Definite integrals, such as \(\int_{a}^{b} x \, dx\), evaluate the net area between a function \(f(x)\) and the x-axis, over a specified interval \[a, b\]. This particular integral is efficiently calculated using our previous results from the Riemann sum's limit:
\[\int_{a}^{b} x \, dx = \frac{1}{2} (b^2 - a^2)\]
Integral calculus takes the foundational step of summation seen in Riemann sums to the next level, which not only approximates but precisely calculates these values.

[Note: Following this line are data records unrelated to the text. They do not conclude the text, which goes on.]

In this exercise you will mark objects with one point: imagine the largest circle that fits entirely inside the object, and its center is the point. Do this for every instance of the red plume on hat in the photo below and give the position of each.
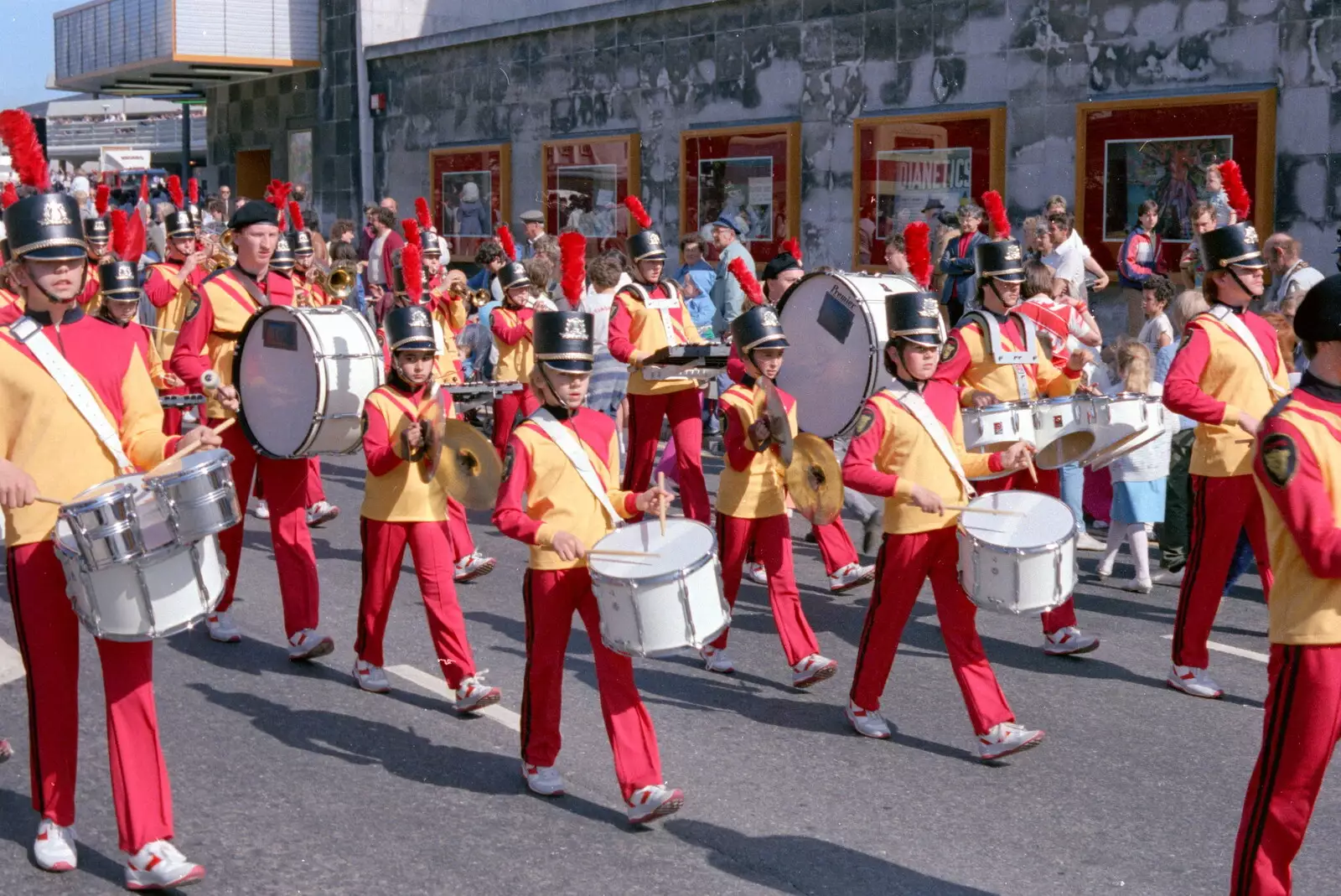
(573, 266)
(918, 247)
(509, 245)
(996, 207)
(26, 154)
(640, 215)
(1234, 188)
(744, 277)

In learning integral calculus, one develops a versatile tool for diverse applications, ranging from physics to economics, yielding insights across a variety of disciplines.
Definite integrals, such as \(\int_{a}^{b} x \, dx\), evaluate the net area between a function \(f(x)\) and the x-axis, over a specified interval \[a, b\]. This particular integral is efficiently calculated using our previous results from the Riemann sum's limit:
\[\int_{a}^{b} x \, dx = \frac{1}{2} (b^2 - a^2)\]
Integral calculus takes the foundational step of summation seen in Riemann sums to the next level, which not only approximates but precisely calculates these values. In learning integral calculus, one develops a versatile tool for diverse applications, ranging from physics to economics, yielding insights across a variety of disciplines.